10.38. I've gotten through two or three more little tickets already, but I keep forgetting to add myself as the ticket’s user when I pick them up. That's gonna confuse the other people testing today… oops!
10.40. My hand is starting to hurt and I realise that my break reminder app, Stretchly, doesn't work when I've got something fullscreen. I change it to override Do No Disturb settings. Let's see if that helps.
10.58. Nina is getting a lot of questions as I’m not the only relative newbie testing today, so she's made us a very clear and detailed document about how and when to raise a ticket correctly. By the way, you might be surprised how much game development happens in Google Docs!
11.15. Have to add my player.log to a bad bug. Some of you might know about using player.logs when reporting bugs, if you’ve been in our Discord—it’s a great way for our programmers to figure out approximately where something has gone sideways. But my player.log is taking forever to upload.
While I wait I read the forms I have to fill in for our insurance, and for NZ Trade & Enterprise—another important part of running a studio and making a game. Unfortunately for me, they're still just as complicated as they were yesterday.
11.47. When I come back to the game it's sunset. Have I said how much I love how pretty this game is?
11.59. I have to go and take the cat to the vet. Don’t worry, it’s nothing serious.

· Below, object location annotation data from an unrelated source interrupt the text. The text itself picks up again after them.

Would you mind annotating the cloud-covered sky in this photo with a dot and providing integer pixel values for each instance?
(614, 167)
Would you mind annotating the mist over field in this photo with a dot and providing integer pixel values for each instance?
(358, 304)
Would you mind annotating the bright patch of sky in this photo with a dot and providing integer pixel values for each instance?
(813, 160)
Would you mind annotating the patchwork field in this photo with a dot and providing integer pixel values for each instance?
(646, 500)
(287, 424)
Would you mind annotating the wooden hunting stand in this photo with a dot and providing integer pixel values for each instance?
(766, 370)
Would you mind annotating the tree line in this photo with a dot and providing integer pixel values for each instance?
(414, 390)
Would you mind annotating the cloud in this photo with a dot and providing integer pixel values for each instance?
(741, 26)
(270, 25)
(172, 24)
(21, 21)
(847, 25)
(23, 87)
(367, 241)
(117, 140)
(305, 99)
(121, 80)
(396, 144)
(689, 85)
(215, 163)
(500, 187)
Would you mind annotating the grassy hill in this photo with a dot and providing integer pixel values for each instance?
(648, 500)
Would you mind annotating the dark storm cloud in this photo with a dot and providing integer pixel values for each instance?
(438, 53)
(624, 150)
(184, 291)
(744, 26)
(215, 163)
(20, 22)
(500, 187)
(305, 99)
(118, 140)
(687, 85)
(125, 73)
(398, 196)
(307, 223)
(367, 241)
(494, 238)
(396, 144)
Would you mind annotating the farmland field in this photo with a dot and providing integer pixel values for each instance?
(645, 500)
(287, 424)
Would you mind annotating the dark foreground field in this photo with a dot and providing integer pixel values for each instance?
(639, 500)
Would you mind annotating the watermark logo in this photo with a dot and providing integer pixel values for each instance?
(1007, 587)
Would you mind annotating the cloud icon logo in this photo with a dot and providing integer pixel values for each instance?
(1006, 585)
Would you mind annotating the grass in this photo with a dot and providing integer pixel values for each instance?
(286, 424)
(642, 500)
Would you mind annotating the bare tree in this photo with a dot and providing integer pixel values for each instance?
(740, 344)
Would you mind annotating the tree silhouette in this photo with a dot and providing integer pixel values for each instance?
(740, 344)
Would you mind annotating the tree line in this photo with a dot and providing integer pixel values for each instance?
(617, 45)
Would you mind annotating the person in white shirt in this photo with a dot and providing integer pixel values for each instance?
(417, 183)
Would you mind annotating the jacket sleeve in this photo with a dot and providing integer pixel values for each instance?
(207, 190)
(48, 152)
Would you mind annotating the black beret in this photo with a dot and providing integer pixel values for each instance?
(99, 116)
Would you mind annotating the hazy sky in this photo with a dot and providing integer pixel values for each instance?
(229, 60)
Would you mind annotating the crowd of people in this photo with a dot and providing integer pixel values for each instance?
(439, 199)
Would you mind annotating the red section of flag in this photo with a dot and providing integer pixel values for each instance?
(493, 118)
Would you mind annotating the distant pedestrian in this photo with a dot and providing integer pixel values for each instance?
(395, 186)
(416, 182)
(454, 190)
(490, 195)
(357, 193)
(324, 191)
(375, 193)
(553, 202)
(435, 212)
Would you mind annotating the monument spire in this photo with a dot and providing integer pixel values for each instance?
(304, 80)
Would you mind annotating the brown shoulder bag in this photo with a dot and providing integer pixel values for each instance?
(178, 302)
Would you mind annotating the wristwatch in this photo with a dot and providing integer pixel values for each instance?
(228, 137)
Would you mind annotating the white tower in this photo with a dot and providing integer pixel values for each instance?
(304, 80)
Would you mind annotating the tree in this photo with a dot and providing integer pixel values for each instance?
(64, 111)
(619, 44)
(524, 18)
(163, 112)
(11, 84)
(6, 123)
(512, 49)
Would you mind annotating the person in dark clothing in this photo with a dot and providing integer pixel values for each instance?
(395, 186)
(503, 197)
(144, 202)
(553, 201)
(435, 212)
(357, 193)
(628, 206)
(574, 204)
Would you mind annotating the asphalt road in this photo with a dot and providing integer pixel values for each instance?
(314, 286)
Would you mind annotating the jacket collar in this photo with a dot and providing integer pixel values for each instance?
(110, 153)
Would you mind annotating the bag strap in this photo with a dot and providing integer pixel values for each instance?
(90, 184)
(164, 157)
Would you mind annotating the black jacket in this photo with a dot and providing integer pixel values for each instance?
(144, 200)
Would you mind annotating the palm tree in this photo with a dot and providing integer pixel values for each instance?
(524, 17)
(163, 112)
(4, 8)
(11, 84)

13.49. As I suspected, the cat is gonna be fine, he just needed antibiotics. Then I went and posted some goodies to various remote team members around the world. I’m writing this while waiting for my cafe coffee before heading back to the office.
15.04. It took me a good 40 minutes to check the next optional ticket. Whew. I honestly don't know how Sam and Isaac managed doing all this with just the two of them, no QA team at all, working on our original game Before We Leave.
15.07. On the other hand, the next ticket was something I'd just seen during the previous playthrough. I tick that off with a mental flourish.
16.35. It takes as long to write a good ticket as it does to uncover the bug. Have you ever seen those videos of dads following their children's written instructions on how to prepare various simple recipes? I feel like that.
17.23. I wrap up for the day. The day went incredibly fast and I enjoyed it so much I’ve actually offered Nina my services as a QA intern if she needs one, though I’m not sure whether this would make her life easier… It was really nice getting to see the result of everyone’s hard work first hand, and to be part of the organised chaos that is game development.